Naval Aviation Focuses on Information Technology
Software is vying with hardware for upgrade priorities.
Information technology systems, elements and methodologies are becoming more of a factor in U.S. naval aviation. Virtual capabilities are supplanting physical training, and new architectures may allow faster incorporation of new technologies.
Some of these approaches were outlined in a panel discussion at West 2015, being held in San Diego, February 10-12. Vice Adm. David A. Dunaway, USN, commander, Naval Air Systems Command (NAVAIR), was blunt in his assessment of the current NAVAIR budget environment.
“The current cost profile is prohibitive,” he declared. “It’s a going-out-of-business profile.”
He called for an open architecture, which he described as the key to NAVAIR modernization. When it is achieved—in both a hardware and software perspective—NAVAIR will be able to modernize more quickly. Having an open architecture processor will allow information technology companies to plug into it and demonstrate their products.
NAVAIR already has incorporated an automated carrier landing system that simplifies the process for pilots.
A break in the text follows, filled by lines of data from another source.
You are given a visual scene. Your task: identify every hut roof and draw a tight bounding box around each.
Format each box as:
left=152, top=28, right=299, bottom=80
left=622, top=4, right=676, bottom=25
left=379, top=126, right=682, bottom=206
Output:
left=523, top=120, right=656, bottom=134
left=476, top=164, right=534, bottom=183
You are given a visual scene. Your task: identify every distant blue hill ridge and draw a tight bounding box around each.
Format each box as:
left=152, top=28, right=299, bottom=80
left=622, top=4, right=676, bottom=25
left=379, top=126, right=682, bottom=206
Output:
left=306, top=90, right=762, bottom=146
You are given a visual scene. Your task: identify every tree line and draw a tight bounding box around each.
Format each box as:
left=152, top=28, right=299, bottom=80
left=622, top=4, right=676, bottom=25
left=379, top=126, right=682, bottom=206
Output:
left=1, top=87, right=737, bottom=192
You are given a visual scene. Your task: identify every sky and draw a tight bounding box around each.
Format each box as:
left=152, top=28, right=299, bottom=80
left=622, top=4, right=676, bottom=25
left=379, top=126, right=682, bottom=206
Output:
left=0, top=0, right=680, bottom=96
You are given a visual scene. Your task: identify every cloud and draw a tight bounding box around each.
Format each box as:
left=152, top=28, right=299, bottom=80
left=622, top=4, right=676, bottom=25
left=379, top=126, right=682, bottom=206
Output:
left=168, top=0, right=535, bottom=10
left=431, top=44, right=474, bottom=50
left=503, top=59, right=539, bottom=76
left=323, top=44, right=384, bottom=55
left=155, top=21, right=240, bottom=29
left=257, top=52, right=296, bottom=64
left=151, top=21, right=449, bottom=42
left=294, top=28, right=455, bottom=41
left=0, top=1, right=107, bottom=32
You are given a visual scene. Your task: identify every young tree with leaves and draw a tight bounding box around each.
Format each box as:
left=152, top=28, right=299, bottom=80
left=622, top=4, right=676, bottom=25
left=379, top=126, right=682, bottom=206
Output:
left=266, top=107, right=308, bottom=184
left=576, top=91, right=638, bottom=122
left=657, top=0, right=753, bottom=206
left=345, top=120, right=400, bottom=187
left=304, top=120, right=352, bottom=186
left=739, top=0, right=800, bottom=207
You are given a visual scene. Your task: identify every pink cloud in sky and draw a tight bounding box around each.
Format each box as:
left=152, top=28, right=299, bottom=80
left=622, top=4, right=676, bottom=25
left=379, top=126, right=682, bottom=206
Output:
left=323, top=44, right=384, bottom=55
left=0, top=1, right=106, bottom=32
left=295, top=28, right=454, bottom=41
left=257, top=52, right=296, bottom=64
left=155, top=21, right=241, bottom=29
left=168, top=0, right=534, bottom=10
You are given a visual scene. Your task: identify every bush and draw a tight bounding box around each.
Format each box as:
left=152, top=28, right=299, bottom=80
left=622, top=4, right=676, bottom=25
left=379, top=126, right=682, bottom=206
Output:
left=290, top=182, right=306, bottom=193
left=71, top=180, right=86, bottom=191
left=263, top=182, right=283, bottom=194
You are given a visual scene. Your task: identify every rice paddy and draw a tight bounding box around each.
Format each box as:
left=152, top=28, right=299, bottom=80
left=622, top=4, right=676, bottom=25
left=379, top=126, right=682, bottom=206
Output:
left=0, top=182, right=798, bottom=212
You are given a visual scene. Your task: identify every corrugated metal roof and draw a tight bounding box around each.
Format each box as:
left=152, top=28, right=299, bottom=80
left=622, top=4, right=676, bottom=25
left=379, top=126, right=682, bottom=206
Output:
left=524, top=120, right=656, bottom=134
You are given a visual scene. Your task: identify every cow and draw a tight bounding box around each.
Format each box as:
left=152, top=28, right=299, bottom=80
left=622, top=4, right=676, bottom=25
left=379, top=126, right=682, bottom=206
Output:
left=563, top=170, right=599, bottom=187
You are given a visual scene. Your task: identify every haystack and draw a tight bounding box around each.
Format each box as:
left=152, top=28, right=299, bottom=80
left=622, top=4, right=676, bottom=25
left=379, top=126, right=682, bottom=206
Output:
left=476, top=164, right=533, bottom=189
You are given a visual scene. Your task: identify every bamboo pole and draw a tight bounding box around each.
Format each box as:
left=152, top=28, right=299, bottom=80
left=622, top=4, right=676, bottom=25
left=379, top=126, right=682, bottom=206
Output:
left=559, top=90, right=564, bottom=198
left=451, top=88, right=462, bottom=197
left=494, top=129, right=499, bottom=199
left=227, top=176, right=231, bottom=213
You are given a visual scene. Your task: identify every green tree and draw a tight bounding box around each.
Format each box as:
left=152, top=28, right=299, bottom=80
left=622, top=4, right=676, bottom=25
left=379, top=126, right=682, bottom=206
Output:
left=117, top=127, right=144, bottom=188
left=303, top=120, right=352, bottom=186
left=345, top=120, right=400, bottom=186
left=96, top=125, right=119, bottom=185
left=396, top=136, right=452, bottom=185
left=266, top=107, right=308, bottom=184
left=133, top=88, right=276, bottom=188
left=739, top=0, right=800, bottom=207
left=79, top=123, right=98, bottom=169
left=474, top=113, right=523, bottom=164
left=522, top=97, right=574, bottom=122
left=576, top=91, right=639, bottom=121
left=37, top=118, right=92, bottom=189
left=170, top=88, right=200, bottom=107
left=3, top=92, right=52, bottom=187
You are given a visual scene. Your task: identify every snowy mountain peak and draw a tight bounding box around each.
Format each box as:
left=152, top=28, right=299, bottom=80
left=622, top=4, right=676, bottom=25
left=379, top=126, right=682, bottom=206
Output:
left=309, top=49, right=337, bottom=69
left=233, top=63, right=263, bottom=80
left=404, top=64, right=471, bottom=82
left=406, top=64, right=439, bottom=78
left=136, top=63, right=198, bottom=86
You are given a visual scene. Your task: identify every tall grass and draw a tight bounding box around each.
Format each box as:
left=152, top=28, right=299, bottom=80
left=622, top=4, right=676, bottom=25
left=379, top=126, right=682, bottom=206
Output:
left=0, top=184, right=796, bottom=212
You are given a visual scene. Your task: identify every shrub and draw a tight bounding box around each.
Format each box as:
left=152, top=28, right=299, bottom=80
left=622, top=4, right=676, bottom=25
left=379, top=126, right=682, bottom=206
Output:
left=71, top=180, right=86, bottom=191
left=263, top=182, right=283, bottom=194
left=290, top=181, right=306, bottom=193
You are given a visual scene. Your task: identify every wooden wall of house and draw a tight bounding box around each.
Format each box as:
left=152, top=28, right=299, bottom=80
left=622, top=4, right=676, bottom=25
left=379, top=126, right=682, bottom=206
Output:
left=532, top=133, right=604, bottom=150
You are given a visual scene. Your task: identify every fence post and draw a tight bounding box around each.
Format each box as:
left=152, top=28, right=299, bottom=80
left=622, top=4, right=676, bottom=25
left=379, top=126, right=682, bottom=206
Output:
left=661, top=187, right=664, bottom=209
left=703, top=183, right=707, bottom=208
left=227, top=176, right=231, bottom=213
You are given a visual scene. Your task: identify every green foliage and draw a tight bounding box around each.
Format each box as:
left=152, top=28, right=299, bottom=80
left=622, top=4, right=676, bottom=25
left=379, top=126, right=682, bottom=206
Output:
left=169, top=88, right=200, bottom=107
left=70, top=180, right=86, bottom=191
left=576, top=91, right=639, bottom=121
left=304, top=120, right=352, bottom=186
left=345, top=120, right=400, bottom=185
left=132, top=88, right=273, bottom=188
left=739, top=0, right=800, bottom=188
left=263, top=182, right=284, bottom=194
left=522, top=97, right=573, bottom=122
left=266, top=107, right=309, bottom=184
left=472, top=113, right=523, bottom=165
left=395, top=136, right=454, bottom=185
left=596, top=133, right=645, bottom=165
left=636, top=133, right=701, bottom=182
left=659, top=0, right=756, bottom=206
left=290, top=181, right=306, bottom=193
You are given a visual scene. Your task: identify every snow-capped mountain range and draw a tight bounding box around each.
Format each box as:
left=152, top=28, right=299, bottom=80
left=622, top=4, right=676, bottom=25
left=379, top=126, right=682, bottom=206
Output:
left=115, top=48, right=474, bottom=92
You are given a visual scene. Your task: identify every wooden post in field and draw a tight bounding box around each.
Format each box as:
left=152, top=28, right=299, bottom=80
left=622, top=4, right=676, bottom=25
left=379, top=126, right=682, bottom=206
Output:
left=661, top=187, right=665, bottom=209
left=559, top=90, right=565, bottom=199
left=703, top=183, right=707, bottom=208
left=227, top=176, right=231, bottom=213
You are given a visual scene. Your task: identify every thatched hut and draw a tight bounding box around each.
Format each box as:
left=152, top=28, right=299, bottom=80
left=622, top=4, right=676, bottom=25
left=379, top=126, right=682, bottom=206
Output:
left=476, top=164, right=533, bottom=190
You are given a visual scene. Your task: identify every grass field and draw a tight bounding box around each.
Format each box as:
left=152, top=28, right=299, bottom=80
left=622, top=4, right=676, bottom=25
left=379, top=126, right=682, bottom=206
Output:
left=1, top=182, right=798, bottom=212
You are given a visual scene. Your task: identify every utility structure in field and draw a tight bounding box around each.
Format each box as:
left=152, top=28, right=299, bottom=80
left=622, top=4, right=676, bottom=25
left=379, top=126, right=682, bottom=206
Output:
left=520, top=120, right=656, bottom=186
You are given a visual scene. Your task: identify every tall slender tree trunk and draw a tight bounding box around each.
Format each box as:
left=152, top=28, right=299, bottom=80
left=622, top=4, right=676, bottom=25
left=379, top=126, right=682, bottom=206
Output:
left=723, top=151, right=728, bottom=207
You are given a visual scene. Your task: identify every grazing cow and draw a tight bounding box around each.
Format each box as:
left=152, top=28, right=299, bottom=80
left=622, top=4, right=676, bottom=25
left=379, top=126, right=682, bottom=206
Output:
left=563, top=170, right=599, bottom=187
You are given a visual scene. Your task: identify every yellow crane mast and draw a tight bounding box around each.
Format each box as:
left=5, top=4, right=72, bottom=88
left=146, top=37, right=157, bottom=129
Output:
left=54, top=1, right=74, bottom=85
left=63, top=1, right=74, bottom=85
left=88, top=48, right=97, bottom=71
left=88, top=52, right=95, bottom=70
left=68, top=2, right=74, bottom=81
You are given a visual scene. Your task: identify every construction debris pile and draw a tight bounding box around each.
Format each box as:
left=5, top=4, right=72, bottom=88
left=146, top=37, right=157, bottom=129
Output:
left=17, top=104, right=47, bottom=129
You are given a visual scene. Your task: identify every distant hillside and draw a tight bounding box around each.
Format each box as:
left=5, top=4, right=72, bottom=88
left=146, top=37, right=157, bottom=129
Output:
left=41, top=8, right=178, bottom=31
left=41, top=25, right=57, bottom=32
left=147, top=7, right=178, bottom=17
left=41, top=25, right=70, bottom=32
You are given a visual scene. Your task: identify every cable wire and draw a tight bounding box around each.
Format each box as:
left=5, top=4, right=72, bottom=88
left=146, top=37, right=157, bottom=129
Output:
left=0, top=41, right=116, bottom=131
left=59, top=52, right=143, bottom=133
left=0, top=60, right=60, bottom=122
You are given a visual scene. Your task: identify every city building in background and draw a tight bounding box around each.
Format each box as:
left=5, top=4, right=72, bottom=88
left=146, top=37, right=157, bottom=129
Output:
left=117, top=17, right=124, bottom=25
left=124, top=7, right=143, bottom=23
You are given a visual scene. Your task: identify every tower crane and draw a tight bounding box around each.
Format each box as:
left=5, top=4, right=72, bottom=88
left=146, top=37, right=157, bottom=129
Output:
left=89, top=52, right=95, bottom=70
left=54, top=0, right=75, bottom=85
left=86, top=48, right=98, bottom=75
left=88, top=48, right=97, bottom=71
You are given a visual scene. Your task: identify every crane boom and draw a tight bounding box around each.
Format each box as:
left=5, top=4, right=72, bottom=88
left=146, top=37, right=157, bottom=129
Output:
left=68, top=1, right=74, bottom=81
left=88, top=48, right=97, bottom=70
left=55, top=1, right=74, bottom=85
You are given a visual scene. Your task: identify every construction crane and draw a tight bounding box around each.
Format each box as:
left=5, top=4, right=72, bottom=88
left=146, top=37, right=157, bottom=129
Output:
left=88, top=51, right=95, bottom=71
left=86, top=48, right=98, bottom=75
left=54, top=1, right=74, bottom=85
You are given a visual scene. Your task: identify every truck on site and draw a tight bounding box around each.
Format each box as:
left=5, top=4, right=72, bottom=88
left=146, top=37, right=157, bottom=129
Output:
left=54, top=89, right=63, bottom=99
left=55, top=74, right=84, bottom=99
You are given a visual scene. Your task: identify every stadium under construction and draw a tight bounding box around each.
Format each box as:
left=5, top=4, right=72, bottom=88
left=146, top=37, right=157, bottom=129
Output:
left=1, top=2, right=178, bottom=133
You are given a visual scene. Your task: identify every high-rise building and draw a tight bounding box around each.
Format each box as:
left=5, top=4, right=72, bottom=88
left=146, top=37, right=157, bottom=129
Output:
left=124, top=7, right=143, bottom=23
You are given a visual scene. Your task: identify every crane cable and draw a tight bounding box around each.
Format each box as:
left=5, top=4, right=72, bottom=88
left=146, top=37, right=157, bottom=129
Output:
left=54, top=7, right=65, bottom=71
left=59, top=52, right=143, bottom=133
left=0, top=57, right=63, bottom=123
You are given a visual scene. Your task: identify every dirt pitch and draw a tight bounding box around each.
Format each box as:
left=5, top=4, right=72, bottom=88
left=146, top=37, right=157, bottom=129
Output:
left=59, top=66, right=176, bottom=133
As a result, they do not need to practice carrier landings ashore as much as they used to. And, NAVAIR is working to introduce simulated enemy aircraft into a cockpit situational awareness system, so pilots could train for air combat without having to face actual aggressor aircraft.
Above all, NAVAIR must not develop its systems using a stovepipe mentality. The admiral noted that it builds platforms along the lines of program silos. But the Navy does not fight like an F-18, he said, offering instead that it fights like a carrier strike force. It needs to proceed along those lines, and he said his office is hard at work writing technical standards for warfighting capabilities.